The four years since Rick and Linda Caldwell returned to live in his childhood home in Baldwyn have been a journey.
The journey for Linda Caldwell, a retired teacher, and her husband, a Tupelo banker, has led to the interior transformation of their Frank Lloyd Wright-style home.
Linda Caldwell said the changes blend the furnishings left to the couple by Rick’s late mother and her own design preferences.
“I couldn’t have done it without the help of the people at Staggs,” she said. “Kelly Holcomb and Pat Kilpatrick helped with every aspect of bringing it all together.”
The late Dr. Gene and Mrs. Eugenia Caldwell, Rick’s parents, had the home built in the early 1950s and worked with one of Frank Lloyd Wright’s proteges, Linda Caldwell said.
When Rick and Linda Caldwell married in 1980, it was in front of the floor-to-ceiling windows in the home’s living room.
“I couldn’t have asked for better in-laws,” she said. “We were so lucky to be left this house.”
Eugenia Caldwell lived in the house until her passing in 2008, and along with the house, she left her extensive collection of Asian-influenced furnishings.
Linda Caldwell’s design goal was to blend the elder Mrs. Caldwell’s style with her own contemporary and antique pieces.
The home’s footprint encompasses 2,500 square feet and features the simple, clean lines that are a signature of homes designed with the renowned architect’s influence. The main floor is constructed in a linear design that lies left and right of two front entry doors.
Both Asian influences and antiques are displayed from the home’s front entrance that leads to the signature Wright-style of open floor plan.
In the living room, no draperies frame the three tall windows, welcoming the natural light and giving a panoramic view of the 10 acres of park-like property with its man-made lake.
“We’re in the city of Baldwyn, but it’s like being in the country,” Linda Caldwell said. “Our lake has carp, catfish, bream, a variety of fish, and we’re always seeing herons, ducks, deer and all kinds of animals.”
Walls in the living room soar to a ceiling constructed of shiplap boards. The room’s accent wall displays both a sculptural piece and a painting by famed Mississippi artist George Wardlaw, whom Dr. Caldwell sponsored in his early career.
The accent wall also supports the living room side of a pass-through raised fireplace, whose other side opens into the dining room.
The entire living area brings the outdoors in. Waist-to-ceiling windows surround the dining room, opening the room up to another view of the downhill path to the lake and a gazebo constructed in the 1970s.
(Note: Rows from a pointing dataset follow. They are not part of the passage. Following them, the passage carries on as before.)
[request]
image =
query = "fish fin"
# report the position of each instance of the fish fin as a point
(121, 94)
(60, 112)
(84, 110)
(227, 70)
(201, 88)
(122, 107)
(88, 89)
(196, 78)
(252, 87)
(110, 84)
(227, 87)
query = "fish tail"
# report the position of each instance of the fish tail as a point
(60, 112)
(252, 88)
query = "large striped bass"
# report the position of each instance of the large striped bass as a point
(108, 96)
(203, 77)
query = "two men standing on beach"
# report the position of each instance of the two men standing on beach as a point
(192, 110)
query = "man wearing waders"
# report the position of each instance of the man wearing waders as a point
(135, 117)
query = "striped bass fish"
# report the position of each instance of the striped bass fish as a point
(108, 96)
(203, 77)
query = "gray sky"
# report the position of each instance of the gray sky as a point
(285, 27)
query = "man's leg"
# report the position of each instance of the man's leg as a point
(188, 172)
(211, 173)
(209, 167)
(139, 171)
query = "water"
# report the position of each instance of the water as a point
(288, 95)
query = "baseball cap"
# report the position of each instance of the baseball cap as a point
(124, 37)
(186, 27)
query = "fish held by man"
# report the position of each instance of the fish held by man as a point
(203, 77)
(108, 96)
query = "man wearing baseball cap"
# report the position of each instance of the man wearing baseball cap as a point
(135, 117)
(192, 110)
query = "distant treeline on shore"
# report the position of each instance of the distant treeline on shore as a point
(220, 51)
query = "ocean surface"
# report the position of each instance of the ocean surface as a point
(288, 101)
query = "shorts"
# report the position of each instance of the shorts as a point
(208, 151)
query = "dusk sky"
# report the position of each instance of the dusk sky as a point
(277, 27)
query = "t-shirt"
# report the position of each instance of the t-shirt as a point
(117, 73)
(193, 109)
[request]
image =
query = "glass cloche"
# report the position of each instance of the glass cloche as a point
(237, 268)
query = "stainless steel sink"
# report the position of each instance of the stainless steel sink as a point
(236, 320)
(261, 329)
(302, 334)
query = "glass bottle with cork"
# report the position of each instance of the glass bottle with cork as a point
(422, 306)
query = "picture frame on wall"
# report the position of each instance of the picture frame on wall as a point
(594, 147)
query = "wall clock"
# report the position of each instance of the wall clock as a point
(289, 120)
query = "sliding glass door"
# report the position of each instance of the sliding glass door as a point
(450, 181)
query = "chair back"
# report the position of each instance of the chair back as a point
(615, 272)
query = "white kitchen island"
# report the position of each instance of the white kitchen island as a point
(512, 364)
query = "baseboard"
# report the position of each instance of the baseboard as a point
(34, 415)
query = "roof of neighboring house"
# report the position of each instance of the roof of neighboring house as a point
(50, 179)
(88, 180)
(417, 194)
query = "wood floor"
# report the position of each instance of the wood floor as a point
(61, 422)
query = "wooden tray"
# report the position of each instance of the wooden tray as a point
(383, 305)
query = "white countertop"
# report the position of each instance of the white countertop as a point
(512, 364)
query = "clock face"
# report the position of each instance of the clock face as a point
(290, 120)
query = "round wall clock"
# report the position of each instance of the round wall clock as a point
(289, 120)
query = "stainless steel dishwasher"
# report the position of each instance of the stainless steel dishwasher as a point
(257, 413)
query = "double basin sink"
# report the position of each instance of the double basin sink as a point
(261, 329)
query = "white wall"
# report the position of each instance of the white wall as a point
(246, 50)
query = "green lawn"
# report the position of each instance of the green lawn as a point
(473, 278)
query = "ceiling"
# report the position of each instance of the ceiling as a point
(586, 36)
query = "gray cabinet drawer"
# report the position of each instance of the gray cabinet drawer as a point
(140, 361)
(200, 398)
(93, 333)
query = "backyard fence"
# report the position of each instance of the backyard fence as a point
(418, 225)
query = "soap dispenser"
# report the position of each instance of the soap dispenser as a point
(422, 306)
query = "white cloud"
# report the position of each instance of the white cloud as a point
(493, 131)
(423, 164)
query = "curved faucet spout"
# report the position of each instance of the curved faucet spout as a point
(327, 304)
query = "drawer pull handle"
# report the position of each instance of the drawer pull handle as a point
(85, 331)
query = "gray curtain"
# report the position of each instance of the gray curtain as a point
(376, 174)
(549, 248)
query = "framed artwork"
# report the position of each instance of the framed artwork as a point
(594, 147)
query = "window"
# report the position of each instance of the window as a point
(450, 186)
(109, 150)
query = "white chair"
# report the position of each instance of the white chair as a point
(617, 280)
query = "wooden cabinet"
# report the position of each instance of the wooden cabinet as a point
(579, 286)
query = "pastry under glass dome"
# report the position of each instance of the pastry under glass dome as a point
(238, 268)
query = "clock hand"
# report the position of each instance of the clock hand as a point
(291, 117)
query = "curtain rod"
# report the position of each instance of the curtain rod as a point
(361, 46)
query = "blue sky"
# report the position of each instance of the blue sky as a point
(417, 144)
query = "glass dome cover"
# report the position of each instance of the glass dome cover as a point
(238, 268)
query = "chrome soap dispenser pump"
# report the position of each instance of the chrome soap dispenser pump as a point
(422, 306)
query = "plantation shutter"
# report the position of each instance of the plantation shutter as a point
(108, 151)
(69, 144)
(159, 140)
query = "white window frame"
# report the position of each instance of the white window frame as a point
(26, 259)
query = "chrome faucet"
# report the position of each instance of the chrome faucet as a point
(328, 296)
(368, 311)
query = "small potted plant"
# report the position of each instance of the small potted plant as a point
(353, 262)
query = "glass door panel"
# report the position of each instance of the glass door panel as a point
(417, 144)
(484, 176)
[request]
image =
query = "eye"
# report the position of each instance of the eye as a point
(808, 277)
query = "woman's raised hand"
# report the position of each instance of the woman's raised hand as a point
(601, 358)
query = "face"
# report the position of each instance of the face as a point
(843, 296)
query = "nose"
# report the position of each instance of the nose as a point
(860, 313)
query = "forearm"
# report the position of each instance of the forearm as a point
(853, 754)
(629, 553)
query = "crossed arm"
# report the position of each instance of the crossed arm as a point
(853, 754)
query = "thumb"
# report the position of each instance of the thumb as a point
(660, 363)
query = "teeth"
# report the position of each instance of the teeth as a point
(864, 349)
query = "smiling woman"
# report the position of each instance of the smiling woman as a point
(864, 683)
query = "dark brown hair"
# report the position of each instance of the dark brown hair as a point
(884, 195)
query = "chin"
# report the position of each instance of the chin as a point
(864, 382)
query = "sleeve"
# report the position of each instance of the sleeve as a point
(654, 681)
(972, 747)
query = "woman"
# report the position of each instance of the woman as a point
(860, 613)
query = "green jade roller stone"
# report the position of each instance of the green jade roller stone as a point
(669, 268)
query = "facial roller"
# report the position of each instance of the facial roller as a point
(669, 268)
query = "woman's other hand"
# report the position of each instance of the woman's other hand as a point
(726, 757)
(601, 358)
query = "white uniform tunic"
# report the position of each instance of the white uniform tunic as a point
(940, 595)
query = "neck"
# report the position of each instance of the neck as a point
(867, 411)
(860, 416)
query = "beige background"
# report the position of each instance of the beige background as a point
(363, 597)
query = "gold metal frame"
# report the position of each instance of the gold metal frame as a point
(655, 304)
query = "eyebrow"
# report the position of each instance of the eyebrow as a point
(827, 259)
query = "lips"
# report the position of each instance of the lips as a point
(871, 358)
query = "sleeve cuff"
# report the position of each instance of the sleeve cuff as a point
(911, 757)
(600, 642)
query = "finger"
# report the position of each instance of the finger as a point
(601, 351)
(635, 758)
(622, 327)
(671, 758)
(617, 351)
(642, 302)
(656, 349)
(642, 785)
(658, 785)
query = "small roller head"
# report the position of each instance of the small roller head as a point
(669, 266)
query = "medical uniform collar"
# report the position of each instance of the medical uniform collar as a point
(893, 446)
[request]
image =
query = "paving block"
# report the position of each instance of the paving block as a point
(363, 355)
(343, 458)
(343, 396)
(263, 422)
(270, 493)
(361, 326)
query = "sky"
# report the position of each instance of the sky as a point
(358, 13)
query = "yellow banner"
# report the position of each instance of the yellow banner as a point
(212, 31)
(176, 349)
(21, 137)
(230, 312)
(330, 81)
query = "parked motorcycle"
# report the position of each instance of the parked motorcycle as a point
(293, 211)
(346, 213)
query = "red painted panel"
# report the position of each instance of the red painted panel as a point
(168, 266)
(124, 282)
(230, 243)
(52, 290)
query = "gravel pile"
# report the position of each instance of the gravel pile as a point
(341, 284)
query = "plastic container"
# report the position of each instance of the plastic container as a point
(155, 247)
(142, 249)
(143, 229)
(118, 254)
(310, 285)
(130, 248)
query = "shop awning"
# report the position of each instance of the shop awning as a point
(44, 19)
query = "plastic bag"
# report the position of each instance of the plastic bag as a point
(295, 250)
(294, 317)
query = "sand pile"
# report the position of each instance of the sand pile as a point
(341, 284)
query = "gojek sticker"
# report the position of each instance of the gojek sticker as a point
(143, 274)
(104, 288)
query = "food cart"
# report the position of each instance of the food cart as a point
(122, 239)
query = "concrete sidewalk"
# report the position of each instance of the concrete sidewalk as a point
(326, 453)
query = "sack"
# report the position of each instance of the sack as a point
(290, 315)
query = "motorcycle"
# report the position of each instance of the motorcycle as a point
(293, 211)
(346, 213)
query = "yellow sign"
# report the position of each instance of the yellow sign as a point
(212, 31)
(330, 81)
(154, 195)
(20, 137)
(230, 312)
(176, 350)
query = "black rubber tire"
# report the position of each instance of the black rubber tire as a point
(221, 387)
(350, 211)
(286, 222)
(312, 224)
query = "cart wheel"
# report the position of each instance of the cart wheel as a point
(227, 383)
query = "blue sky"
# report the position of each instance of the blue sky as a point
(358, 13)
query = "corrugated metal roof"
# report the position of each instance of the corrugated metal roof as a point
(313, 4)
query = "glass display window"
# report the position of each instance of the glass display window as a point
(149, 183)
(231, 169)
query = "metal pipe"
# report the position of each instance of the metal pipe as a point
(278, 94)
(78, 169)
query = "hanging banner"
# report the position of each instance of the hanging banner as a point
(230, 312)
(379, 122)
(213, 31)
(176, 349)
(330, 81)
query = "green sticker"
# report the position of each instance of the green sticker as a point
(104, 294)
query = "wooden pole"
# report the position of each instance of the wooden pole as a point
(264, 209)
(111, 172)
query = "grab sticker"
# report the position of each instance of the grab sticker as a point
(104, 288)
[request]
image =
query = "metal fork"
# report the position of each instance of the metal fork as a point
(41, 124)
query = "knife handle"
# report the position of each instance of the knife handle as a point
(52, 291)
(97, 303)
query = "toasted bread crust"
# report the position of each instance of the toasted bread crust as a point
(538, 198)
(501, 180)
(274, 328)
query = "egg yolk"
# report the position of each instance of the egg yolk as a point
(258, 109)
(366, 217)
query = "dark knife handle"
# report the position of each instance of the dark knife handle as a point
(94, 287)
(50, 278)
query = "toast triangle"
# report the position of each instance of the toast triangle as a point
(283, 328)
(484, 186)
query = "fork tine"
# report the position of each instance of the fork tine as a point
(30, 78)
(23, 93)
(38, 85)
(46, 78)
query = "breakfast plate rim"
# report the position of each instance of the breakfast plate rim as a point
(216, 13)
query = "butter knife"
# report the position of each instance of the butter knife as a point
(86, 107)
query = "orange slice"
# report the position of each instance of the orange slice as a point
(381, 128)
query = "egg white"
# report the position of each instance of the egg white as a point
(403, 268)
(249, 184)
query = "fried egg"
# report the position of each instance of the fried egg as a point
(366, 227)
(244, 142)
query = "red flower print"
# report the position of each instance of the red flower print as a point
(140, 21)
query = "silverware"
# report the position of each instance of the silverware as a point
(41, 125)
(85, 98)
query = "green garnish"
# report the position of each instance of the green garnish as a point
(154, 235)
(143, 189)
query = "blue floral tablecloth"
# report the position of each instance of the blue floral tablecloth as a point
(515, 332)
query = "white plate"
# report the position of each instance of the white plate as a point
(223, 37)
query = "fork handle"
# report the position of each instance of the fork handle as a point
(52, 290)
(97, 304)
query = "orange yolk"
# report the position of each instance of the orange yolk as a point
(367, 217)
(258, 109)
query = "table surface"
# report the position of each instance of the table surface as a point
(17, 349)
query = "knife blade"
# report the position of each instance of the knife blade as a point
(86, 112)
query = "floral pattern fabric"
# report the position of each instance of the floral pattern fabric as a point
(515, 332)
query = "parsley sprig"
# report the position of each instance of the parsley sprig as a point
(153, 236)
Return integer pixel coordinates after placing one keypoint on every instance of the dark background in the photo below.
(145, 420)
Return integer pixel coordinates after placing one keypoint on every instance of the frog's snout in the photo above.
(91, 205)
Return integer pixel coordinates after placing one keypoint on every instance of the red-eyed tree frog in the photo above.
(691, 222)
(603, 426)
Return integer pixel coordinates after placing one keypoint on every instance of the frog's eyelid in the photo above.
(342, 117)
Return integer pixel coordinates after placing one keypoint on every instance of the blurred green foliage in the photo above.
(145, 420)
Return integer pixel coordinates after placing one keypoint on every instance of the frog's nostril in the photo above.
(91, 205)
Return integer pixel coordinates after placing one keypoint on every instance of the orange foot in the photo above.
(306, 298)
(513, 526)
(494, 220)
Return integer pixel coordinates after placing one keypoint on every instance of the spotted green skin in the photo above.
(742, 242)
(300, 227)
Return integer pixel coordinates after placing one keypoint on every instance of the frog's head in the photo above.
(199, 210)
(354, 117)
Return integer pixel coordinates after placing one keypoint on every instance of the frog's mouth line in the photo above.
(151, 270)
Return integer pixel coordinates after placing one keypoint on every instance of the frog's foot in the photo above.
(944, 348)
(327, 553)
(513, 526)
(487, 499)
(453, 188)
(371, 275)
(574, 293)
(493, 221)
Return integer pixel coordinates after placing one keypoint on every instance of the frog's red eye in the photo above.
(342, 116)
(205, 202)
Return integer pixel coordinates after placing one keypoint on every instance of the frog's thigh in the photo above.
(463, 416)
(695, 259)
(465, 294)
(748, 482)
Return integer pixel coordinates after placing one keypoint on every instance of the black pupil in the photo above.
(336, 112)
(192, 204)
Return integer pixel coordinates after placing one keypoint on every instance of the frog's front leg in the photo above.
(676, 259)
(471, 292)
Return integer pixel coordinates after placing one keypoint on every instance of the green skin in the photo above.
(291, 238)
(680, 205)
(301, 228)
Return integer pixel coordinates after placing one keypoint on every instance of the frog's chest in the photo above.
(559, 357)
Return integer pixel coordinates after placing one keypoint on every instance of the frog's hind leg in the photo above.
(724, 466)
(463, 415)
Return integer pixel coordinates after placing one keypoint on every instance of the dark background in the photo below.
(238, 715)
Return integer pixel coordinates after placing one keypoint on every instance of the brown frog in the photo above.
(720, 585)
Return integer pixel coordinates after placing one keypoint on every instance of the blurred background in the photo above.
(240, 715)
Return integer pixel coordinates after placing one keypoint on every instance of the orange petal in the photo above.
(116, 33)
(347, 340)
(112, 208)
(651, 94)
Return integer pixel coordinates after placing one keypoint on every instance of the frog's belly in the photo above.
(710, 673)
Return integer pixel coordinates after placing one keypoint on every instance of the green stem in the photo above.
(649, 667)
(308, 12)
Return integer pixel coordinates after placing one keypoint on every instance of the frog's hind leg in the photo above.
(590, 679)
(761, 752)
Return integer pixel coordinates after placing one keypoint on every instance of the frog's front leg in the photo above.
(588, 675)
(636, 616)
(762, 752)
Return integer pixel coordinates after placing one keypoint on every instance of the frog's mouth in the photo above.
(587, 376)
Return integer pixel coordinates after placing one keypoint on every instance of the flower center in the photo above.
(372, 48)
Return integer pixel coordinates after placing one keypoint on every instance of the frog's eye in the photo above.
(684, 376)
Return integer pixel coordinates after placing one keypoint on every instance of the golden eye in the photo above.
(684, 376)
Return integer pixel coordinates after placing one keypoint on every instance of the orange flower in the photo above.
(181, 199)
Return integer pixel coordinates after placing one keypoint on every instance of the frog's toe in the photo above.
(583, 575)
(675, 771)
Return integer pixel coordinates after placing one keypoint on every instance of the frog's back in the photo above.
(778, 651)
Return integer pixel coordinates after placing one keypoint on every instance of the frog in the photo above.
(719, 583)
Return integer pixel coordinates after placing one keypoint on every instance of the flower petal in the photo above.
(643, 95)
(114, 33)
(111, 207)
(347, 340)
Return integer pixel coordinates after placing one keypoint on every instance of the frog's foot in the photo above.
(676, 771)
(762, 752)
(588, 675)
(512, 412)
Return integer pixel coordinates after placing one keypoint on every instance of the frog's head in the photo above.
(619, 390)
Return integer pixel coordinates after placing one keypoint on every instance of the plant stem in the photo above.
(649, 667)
Family gatherings take place around the same rectangular Danish modern dining table the elder Mrs. Caldwell used, though the kitchen has been completely remodeled.
“Rick is a fabulous cook and he wanted a gas top range and Jenn-Air appliances, so I said, ‘Honey, whatever you want,’” Linda Caldwell said.
The ceiling-high and under-counter cherry wood cabinets, along with an island, provide plenty of storage. One feature Linda Caldwell loves is a drawer-style microwave, so she doesn’t have to rise on tiptoe to see inside an over-the-range style.
Cork rather than hardwood has been used on floors throughout the home, a material that is considered easy on backs and knees.
From behind the kitchen island, the flow is through a butler’s pantry that leads right back to the front hallway.
“It’s a design I saw in Southern Living magazine, and Barry Pierce and Anita Dillard of Pierce Cabinets did a great job creating just what I wanted,” she said.
The open pantry design includes a custom display cabinet that houses Linda Caldwell’s crystal and china collections, as well as a felt-lined drawer for her silverware.
Continuing down the front hall, and on the opposite side of the formal living room is the den, where more high windows allow light to permeate the room.
“Rick wanted to keep some things like his mother and daddy had it, and I wanted it to feel a lot like his childhood home,” Linda Caldwell said.
The hallway is situated along the house’s front wall, and leads to the three bedrooms and baths. The windows throughout the house that are a highlight of the home’s design are mostly unadorned, so that the views outside those windows become a focal point.
From the outside, many of the house’s unique features are not visible, enclosed by the house’s linear brick front walls.
A small courtyard and garden with bubbling fountain are the setting for a table and chairs for a quiet cup of morning coffee.
Across a two-vehicle carport from the courtyard is a hidden patio with more tables, chairs, and a good vantage point above the hillside garden that leads down to the lake.
“It was unexpected that we’d decide to move from Tupelo to Baldwyn at this stage of our lives, but Baldwyn is such a nice town, it’s really come alive,” Linda Caldwell said. “It’s been a nice transition and I can’t say enough nice things about Baldwyn.”